Dr. Bromage uses the cigarette analogy again. He had run on the treadmill without a mask, but he had put an extra treadmill between him and another runner. But a spinning class, in a small room with “people screaming, screaming, huffing huffing”? Probably not yet, he said.

Public transit is exempt from local mandates: you must always wear a mask, per federal requirements.

It’s also a good idea – on buses and subways there are a lot of strangers going in and out of a tight, enclosed space.

“It’s a place where I would probably still wear a mask,” Dr Marr said.

In planes, you must absolutely wear a mask. There is no national mandate requiring airline passengers to be vaccinated, so even if you are vaccinated, you don’t know the status of those around you.

Also, you don’t want to ruin your vacation or business trip by getting infected and quarantining, even if your risk of getting seriously ill remains low.

Public health experts agree that school mask mandates shouldn’t last forever, but they differ on whether now is the time to end them. For parents, changing the rules can be confusing.

Here are some things to consider when choosing your own family.

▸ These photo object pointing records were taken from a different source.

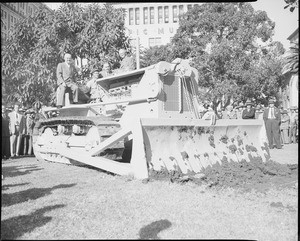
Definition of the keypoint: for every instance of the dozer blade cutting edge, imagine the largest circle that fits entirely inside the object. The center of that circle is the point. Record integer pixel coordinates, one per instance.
(159, 129)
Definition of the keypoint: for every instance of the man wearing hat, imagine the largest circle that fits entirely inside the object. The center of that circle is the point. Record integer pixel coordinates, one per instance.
(249, 112)
(272, 118)
(16, 129)
(5, 133)
(293, 124)
(284, 127)
(229, 113)
(97, 92)
(239, 110)
(106, 70)
(29, 130)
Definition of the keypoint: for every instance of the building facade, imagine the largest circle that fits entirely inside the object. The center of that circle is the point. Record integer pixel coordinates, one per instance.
(153, 22)
(11, 12)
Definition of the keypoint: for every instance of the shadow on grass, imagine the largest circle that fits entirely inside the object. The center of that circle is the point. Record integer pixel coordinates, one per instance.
(5, 187)
(15, 227)
(30, 194)
(14, 171)
(151, 230)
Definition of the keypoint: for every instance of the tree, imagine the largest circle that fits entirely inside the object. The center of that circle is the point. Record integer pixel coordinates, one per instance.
(38, 44)
(222, 40)
(291, 59)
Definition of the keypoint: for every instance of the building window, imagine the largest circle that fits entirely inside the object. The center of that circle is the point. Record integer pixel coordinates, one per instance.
(154, 42)
(166, 10)
(159, 14)
(181, 9)
(132, 42)
(130, 16)
(145, 15)
(175, 14)
(151, 15)
(137, 16)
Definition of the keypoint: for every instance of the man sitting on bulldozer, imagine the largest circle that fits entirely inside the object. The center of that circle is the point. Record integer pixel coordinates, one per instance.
(97, 92)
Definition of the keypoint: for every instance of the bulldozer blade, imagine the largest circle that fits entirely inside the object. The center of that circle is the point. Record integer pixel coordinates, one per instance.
(193, 145)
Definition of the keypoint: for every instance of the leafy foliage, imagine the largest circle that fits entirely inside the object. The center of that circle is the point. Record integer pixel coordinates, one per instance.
(222, 40)
(292, 59)
(291, 4)
(38, 43)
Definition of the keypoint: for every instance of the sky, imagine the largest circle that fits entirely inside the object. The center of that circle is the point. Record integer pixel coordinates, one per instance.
(285, 21)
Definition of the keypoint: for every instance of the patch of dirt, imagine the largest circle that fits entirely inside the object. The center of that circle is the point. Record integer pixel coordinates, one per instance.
(255, 174)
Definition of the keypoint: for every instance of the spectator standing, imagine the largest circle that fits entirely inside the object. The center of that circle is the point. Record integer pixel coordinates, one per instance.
(229, 113)
(127, 63)
(249, 112)
(17, 125)
(5, 134)
(259, 112)
(284, 127)
(29, 130)
(97, 92)
(66, 78)
(106, 70)
(272, 120)
(210, 115)
(293, 124)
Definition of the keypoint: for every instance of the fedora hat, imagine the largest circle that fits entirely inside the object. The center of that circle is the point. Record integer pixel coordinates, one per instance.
(95, 70)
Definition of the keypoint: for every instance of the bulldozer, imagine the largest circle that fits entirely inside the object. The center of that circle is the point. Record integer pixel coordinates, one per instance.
(151, 122)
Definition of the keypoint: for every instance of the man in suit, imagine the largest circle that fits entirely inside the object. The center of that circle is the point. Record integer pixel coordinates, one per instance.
(16, 129)
(249, 112)
(66, 74)
(272, 118)
(127, 63)
(5, 133)
(106, 70)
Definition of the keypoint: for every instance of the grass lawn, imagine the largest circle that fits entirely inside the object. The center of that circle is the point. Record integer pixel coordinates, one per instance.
(42, 200)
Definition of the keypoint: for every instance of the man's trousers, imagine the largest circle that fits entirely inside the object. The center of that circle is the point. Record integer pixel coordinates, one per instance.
(273, 132)
(61, 93)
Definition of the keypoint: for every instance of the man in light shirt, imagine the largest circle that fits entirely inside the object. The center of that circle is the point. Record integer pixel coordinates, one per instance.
(272, 118)
(17, 126)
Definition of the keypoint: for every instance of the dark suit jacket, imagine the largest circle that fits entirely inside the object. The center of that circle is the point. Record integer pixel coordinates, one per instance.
(128, 64)
(65, 74)
(14, 121)
(276, 113)
(248, 114)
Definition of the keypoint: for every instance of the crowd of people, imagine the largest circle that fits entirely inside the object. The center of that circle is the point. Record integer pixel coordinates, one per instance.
(17, 129)
(18, 125)
(93, 90)
(281, 124)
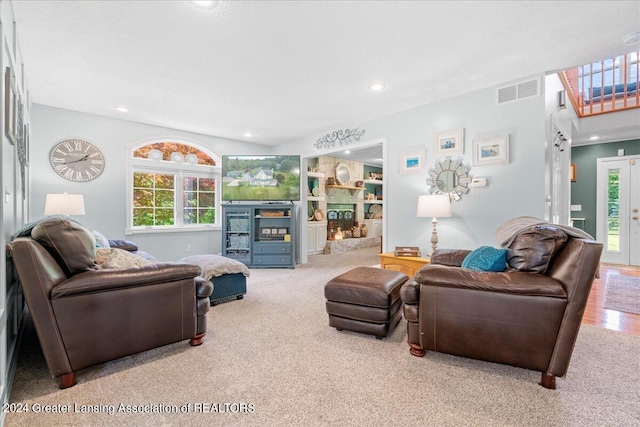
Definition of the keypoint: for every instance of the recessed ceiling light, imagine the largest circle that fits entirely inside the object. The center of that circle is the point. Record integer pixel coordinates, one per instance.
(632, 38)
(377, 86)
(205, 4)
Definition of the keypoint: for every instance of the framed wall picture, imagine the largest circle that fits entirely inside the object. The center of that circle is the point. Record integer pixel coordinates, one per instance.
(412, 162)
(10, 106)
(573, 172)
(491, 150)
(449, 143)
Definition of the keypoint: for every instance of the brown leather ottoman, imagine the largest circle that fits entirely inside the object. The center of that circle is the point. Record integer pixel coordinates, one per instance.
(366, 300)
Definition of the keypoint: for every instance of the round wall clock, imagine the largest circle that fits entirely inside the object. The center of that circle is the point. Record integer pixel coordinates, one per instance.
(76, 160)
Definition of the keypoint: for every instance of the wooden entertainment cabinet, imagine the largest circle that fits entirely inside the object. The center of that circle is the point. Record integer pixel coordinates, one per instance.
(260, 235)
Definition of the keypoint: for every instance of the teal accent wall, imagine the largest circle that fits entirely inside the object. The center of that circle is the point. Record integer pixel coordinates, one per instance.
(583, 191)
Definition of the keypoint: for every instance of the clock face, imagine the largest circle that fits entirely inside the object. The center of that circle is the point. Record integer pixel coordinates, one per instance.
(76, 160)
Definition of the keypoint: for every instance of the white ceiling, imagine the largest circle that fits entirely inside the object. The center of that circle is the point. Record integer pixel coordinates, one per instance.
(286, 70)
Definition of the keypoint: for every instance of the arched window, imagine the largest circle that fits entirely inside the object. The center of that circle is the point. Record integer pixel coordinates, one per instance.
(173, 185)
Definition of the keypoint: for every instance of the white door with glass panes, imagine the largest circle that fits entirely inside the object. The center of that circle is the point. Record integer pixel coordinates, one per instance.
(618, 209)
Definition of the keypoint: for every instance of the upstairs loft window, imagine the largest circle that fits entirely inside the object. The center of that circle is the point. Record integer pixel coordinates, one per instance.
(604, 86)
(173, 186)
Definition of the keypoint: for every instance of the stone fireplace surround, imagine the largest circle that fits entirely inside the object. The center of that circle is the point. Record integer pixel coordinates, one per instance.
(340, 199)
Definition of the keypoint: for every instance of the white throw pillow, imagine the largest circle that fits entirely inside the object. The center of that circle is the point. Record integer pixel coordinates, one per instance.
(119, 258)
(101, 240)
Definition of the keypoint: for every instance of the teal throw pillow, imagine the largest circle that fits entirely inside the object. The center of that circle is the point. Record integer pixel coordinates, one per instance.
(486, 258)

Children almost never suffer from severe symptoms, whether they are vaccinated or not. Many pupils have gone to school without a mask during the pandemic – such as in Britain, parts of Europe and many US states – and very few children have become seriously ill.

“The risk for children has always been lower than for adults,” said Dr. David Rubin, professor of pediatrics at the University of Pennsylvania’s Perelman School of Medicine.

The jury is still out on whether masks hinder social development. But several studies suggest that a mask makes communication difficult, inhibiting children’s ability to recognize themselves or each other’s emotions.

“Children and their schools have had to shoulder a collective burden, in large part to protect the adults in their lives,” said Dr. Rubin, who is also director of PolicyLab at Children’s Hospital of Philadelphia.

And as much of the world opens up, consider all the ways kids are hanging out with each other. Masks can stop transmission in the classroom itself, but children interact outside of school hours.

“Masks don’t work when people wear them in one circumstance, but later in the day they take them off,” said Dr. Bromage, who has consulted with schools on different mask policies. “All we’re doing is transferring the infection from school to after school.”

Also know that the United States is an exception in its devotion to pediatric masks. The World Health Organization does not recommend them for children under 5 and the European Center for Disease Prevention and Control does not recommend them for children under 12.

Covid is not the only bug floating around, nor the only one that can harm vulnerable people. The flu, for example, kills more than 30,000 Americans in a typical season, most of whom are elderly or immunocompromised.

“The flu and the common cold are probably transmitted the same way as Covid,” Dr Marr said. “If you feel a little sick, you could spread the virus through the air and pass it on to other people. You must stay home or, if you must go out, wear a mask.

A well-fitting, high-quality mask will protect you, experts say, even if other people aren’t covering their airways.

KN95, N95 and KF94 Masks are the best protection there is, just make sure they are not counterfeit. Cloth masks offer limited protection — especially if you don’t add a filter or second mask — and surgical masks are often gaping.